Kabalcanty
La mentira y la verdad o todo lo contrario
Recibí una educación ultracatólica en la que se abominaba de los mentirosos como seres apestados que tendrían su ración de penitencia aún antes de morir. A todos los niños se nos perseguía, se nos atribulaba como condición sine qua non para llegar a la edad adulta sin mácula alguna, con que decir siempre la verdad era la única forma de llegar a ser una persona respetable, inteligente, íntegra, consecuente, y que la mentira conducía irrefrenablemente a la perdición y al desprecio de todos. Entre los niños nos mirábamos las uñas a ver quién tenía más pintas blancas para abuchear al más mentiroso. Era una constante, entre aquella generación de infantes de los años 60 y 70, señalar con el dedo más alargado al mentiroso descubierto.
Luego, como nos ocurrió a casi todos, descubrimos que aquello que nos enseñaron a hierro y fuego no era cierto. Comenzamos a crecer y a sufrir directa o indirectamente eso de que ni son todos los que están ni están todos los que son. ¿Quién no sufrió un desengaño amoroso primerizo por la mentira del amado o de la amada? ¿Quién no experimentó que aquel amigo o aquella amiga se marchó con fulanito porque le contó un embuste seductor? La mentira comenzaba a rodar y no por ello veíamos a los embusteros afligidos o apartados del resto.
Es lo que tienen los primeros pasos en el mundo adulto que cuando te ves adecuado y curtido para entrar en su senda te pegas la trompada padre. Yo, niño obediente y bastante miedica, llegué a los veintitantos años con la verdad como aliada y única bandera; tenía pánico a mentir y se me instruyó en el acatamiento a la norma. Tanto la veneraba y la manoseaba que la hice mía, unívoca desde mí hasta toda la extensión de los demás. Hablaba ardorosamente denunciando la mentira a mi izquierda y a mi derecha, y hasta creo que, llegado al éxtasis, amenacé con mis puños a algún "mentiroso" que no acataba mi verdad.

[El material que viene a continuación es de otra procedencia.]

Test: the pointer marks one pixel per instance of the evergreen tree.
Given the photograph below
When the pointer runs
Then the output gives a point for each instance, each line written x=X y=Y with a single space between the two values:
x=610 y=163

Después las cosas se fueron complicando. Me quedé más solo que la una de tanto apabullar con el absolutismo de mi verdad. ¿Eran todos unos embusteros y yo el único auténtico? La soledad me iba contando, día a día, año tras año, que estaba equivocado. Traté de buscarme un sortilegio, en un alarde de auscultación egocéntrica, para que mi verdad fuese una mentira más entre todas las verdades. Aclarándome: deseaba ser sociable. Luché contra el poso de mi educación y contra lo que había asimilado como mi yo exclusivo. Y comencé a perder batallas como Napoleón en el invierno ruso. Poco a poco mi verdad pasó a llamarse sinceridad, dándome cuenta que las cosas casi nunca son totales y definitivas y que volcarse con todo lo que uno lleva dentro no es más que franqueza aunque se esté más equivocado que nadie. La mentira y la verdad se amoldaban a los vericuetos de la vida y hube de comprender que era tan difícil separar el polvo de la paja ya que muchas veces el polvo parecía paja y viceversa.
Lo cierto, ahora ya hombre pasado de la edad mediana, es que no deja de dibujarse una sonrisita en mi cara cuando repaso toda la parrafada que he escrito anteriormente. Ya no me preocupa tanto la verdad y utilizo la mentira habitualmente como medio terapéutico. Estar muy en contacto con la ficción me ha hecho intimar con la mentira y hemos hecho muy buenas migas. He comprendido que la comunicación entre los humanos está asentada sobre la mentira (la verdad suavizada, que diría un comunicador) y que contar cualquier cosa, sea personal e impersonal, la moldea más la mentira que su antagonista. Es más placentero y saludable (consejo para los que sufren de hipertensión) decorar los embustes con ínfulas de autenticidad que enfrascarse en certezas que terminará defendiendo uno solo. Llevamos viviendo un milenio en el que vemos cada día que tal deportista, político, actor, escritor, empresario, sacerdote, albañil o fontanero, etcétera y etcétera, encumbrados en la integridad y la legitimidad caen de la noche a la mañana descubriendo un pasado poco más que sospechoso o un presente tan falso como un euro de madera. La verdad se esconde en cajas blindadas de titanio mientras la mentira, o su símil, lo que todos manejamos día a día, es la calderilla de puertas hacia afuera, aunque cuando se desenmascara públicamente a algún farsante nos damos golpes de pecho y nos indignamos como si nosotros fuésemos ajenos a ese número circense. Me gustaría acabar diciendo algo medianamente cierto... pero mejor me lo quedo que no andan los tiempos para despilfarrar, o eso es lo que dicen de los tiempos los patrañeros.